Phase II trial of combination nab-paclitaxel, carboplatin and gemcitabine in first line therapy of advanced urothelial carcinoma.

BACKGROUND

Paclitaxel has significant single agent activity in urothelial cancer. The 130 nm albumin bound paclitaxel (nab-paclitaxel, ABI-007) delivers more paclitaxel to tumor than conventional paclitaxel without cremophor related toxicities. We assessed the efficacy of nab-paclitaxel in combination with carboplatin and gemcitabine as first line therapy in advanced urothelial cancer.

METHODS

Eligible patients had histologically confirmed metastatic, locally recurrent or advanced pure or mixed urothelial cancer, ECOG performance status of 0-2, no prior chemotherapy for current disease stage and no taxane for ≥ 1 year.
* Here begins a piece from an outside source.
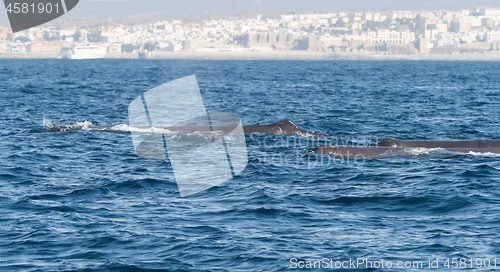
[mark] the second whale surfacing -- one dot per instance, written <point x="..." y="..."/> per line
<point x="394" y="147"/>
<point x="285" y="127"/>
Therapy consisted of nab-paclitaxel at 220 mg/m2 intravenously with optional dose escalation to 260 mg/m2 for subsequent cycles, with carboplatin AUC 5 on day 1 and gemcitabine at 800 mg/m2 on days 1 and 8 in 21-day cycles. Dose modifications in all three drugs to -1 and -2 levels were allowed for toxicity. Primary endpoint was overall response rate by RECIST 1.0. Secondary endpoints were safety, progression free and overall survival. Using a two-stage design, 32 patients were planned to be enrolled.

RESULTS

Due to poor accrual only 16 patients were enrolled. Thirteen patients had metastatic disease, 3 were women, and median age was 73.9 years (range 51.3-83). ECOG PS was 0 in 4 (25.0 %) and 1 in 11 (68.8 %) patients. Creatinine clearance by Cockroft-Gault formula was less than 60 in 43 % of patients and 50 % of patients had visceral disease at baseline. The regimen was associated with severe toxicity, mainly cytopenias. Adverse events required removal of 11 patients (68.8 %) from study. Seven patients (43.7 %) missed ≥ 1 dose due to toxicity and 7 patients were reduced to -2 dose level. Nine (56.4 %) grade ≥ 3 neutropenia and thrombocytopenia each but only 1 episode of febrile neutropenia (6.3 %) was reported. Grade ≥ 3 anemia was noted in 6 patients (37.5 %). Grade 2 neuropathy was seen in 12.5 % but no grade ≥ 3 neuropathy was observed. One patient had confirmed PR (6.7 %; 95 % CI, 0-32 %) and 2 (13.3 %) had unconfirmed PR. Six other patients (40 %) had SD. Due to censoring at study exit due to adverse events before true progression, median PFS was 11.2 months (95 % CI,2.0-11.2 m). Median overall survival was 13.1 months (95 % CI, 9.8-19.6 m).

CONCLUSIONS

The combination of nab-paclitaxel, carboplatin and gemcitabine was poorly tolerated in this high risk patient population at these doses and schedule. Other nab-paclitaxel based combinations should be explored in first line therapy of advanced urothelial cancer.